Tuesday, March 15, 2011

Supply, Demand, and Speculation

     Two articles in the Monday 14 March 2011 Globe and Mail business section caught my attention. One, a column by Brian Milner called Taking Stock (B1) talks about the recent rises in the commodities and futures market. The other, by Jeremy Torobin, The seed for food inflation (B3) is about the rise in food prices now underway. Reading them back to back is instructive. Torobin points out that the current value of the Canadian dollar is helping keep a lid on import prices--particularly those used in food processing. But with George Weston Ltd. announcing an average 5 percent price rise starting April first, and other major producers set to follow, it is expected that the average increase in a Canadian family food bill will be about 7 percent by the end of the year.
     The reasons for this food price inflation are the usual suspects; higher fuel prices (the disruption of Libya's 1.5 percent of global production is cited), growing population and rising incomes in the developing world (particularly China), and "diminishing supply". This last is interesting, because two pages earlier Brian Milner is quoting the U.S. Department of Agriculture as calling for bigger harvests and higher global stockpiles than previously expected. Also, other oil producing nations have announced that they will be able to pick up the slack in oil production, and China is busy buying farmland around the world (particularly in Africa) and getting into industrial food production in a big way (trying to avoid contagion from Egypt and Tunisia, among others).
     So what is driving food price inflation?

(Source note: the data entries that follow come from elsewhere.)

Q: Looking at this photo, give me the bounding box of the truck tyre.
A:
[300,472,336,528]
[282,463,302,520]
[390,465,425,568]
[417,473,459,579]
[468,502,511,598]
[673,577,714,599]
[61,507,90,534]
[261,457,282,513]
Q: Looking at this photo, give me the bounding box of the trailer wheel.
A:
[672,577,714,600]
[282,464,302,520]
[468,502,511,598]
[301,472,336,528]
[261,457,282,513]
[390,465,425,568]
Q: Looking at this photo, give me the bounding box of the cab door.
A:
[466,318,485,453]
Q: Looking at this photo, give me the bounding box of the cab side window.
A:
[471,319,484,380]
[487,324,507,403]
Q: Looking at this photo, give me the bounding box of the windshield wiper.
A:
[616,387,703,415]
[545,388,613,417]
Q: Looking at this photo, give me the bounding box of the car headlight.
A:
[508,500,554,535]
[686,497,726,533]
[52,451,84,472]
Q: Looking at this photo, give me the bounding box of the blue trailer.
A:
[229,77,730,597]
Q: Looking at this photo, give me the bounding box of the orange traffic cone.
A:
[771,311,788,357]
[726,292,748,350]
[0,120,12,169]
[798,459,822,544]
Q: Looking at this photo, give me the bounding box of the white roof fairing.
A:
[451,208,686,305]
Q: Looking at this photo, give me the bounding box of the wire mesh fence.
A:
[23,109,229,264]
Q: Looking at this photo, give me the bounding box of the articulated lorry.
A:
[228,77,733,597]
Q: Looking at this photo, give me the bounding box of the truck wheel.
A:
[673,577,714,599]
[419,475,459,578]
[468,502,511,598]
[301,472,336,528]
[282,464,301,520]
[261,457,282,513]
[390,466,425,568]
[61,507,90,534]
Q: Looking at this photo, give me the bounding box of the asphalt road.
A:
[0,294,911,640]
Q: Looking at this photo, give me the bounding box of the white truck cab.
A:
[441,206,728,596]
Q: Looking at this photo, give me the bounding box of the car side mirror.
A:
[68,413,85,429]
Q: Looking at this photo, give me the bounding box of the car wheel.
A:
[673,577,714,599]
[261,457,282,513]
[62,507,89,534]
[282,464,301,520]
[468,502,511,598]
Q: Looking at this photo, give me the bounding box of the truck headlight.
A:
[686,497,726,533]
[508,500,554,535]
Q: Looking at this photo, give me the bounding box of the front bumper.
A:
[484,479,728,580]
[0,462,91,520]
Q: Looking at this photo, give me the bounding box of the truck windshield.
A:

The same thing that drove house price inflation--hedge funds and "other speculators who have shoved hundreds of millions into agricultural futures and swaps" (Milner, B4). Commodities have been one of the plays of choice for speculative money since the meltdown of 2008. Milner interviews Ron Lawson, co-founder of Logic Advisors, who spends a lot of time and energy following agricultural commodity markets for his clients. And Lawson is pretty blunt in his analysis:
     Supply and demand establish the balance sheet. But when participants come in with amounts of money that are multiples of the available commodity, that's speculation. We always say that the specs got more money than the trade has cotton.
     If you're a big money manager, your round lot, your loaf of bread, is $100-million. Well, with $100-million you can buy the entire open interest of a commodity contract. So when these guys come into the market, they're not doing it on a demand-supply basis. They're looking for somewhere to place money. they're looking for an investment that gives them alpha, some kind of yield that can improve their returns. They're the whale that jumps into the pond.
     The whale that jumps into the pond, indeed. And they're entering a system that is not designed to feed people, but rather to maximize profit. And a 7 percent return looks a lot better on the year end report than the battering speculative money took in the housing collapse.
     So speculative money drives up the price of agricultural (or "soft") commodities, the processors jack their prices, and we all pay for it because food is one of those weird things--a necessity that is not a right, but a commodity. Unlike, say, air.
     But what happens with all this frothing of the futures market? Right. the same thing that happened in housing; a speculative bubble. Let's give the last word back to Mr. Lawson:
I've only been doing this 30 years. There are guys who have been around longer. But one of the things I learned a long time ago is that speculating in futures is God's way of telling you you've got too much money.